Carrier

Anne Balay illuminates the seldom told stories of LGBTQ truck drivers

July 12, 2019 / Global

Anne Balay has a habit of getting fired, but she talks about it openly. “It’s a pattern which is awkward, but acknowledging it helps me emotionally,” she quipped with a chuckle.

While losing job after job might be a negative for some, it has opened up a breadth of opportunities for Balay. Now in her mid-50s, she is a collection of identities: professor, researcher, oral historian, mother, auto mechanic, truck driver, lesbian, and activist. She’s also the author of Semi Queer: Inside The World of Gay, Trans, and Black Truck Drivers, a collection of powerful interviews that illuminate the beauty and the hardships of the being LGBTQIA+ in the trucking industry.

Balay never planned to be a career truck driver. She turned to the industry after writing her first book, Steel Closets, about LGBTQIA+ steelworkers, and subsequently losing her university job. She loved engines and driving, but trucking school was an unexpected struggle. She failed the CDL test twice and only trucked professionally for 5 months before losing that job as well.

But Balay’s short time behind the wheel introduced her to the world of openly LGBTIA+ truck drivers. She was fascinated by the contrast between these individuals and their steel-working counterparts, “I wanted to know why steelworkers are anxious and closeted and truckers are not.”

Balay also wanted to dispel the public misperceptions about trucking. She acknowledged that she had her own assumptions before entering the industry about the freedom of being her own boss, earning a respectable paycheck, and having “cowboy” moments on the open road. What she found was that new drivers have very little autonomy over their time, especially those who work for large companies. They don’t make much money, at least for the first few years, and they often deal with maltreatment and appalling conditions.

To dig deeper, Balay re-immersed herself in trucking. She spent an entire summer doing ridealongs and frequenting truck stops, interviewing 66 gay, transgender, and black drivers whose stories became Semi Queer. Most of the individuals Anne spoke with share accounts of discrimination, verbal harassment, or sexual assault on the road. They discuss the physical and emotional difficulties of the job, their desire for more respect, and the challenges of finding an inclusive company.

These stories are challenging to read, but they were even more challenging to collect. “There’s so much trauma and it just gets really hard to hear,” said Balay. “Sixty-six stories was as many people’s lives as I could absorb right then.” For truck drivers’ lives to improve, it’s imperative to believe the stories, she said.

Although Semi Queer paints a somewhat desolate picture, Balay said that many LGBTQIA+ individuals count on trucking as a source of steady work after being turned away or cast out from other industries. She also discussed the freedom to exit potential harassment situations because mobility is built into their jobs.
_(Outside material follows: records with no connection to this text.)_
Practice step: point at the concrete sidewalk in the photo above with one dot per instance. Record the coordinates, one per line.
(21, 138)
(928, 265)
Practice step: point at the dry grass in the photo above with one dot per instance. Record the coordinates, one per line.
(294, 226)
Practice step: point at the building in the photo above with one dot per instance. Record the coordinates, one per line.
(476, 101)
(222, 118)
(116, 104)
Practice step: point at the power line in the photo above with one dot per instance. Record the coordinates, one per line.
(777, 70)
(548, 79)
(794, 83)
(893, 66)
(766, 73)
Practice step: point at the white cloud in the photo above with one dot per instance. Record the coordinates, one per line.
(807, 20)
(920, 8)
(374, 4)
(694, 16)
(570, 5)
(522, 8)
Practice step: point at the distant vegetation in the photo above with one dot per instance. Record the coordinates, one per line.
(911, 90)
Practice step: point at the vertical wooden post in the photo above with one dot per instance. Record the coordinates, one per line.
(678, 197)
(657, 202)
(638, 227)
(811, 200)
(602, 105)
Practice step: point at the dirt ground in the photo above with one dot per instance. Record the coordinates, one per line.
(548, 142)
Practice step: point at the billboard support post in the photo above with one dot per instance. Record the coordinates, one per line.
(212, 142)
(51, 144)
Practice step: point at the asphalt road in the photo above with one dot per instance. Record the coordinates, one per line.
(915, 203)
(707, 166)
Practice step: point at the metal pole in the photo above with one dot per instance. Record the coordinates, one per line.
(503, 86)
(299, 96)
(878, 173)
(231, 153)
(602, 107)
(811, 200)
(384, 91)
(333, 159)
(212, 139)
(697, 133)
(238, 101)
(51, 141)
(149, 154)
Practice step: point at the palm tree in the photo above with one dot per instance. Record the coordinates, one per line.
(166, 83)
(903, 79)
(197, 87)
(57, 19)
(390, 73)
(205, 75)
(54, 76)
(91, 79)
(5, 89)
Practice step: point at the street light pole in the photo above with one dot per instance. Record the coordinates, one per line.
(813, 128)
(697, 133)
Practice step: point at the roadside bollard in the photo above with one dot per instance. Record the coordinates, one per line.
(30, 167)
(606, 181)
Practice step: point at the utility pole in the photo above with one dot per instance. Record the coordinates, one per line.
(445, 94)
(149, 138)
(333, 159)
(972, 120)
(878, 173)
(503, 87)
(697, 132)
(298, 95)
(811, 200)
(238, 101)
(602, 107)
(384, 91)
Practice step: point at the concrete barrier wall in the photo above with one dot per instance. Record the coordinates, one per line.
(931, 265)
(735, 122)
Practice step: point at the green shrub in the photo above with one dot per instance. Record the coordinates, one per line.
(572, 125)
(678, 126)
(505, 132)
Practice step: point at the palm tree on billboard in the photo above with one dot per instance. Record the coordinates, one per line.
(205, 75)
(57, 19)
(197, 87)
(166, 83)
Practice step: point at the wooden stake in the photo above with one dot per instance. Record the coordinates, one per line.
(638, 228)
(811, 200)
Perhaps most importantly, Balay maintained that every person she talked to stays in trucking simply because they love the work. They love driving with the windows down, operating the gears of a big machine, and feeling like they are making meaningful contributions.

“They go to the fields and watch people pick fruit, they take it to the store, and they buy it. They live in the world in an alive way. There’s a magic to it.”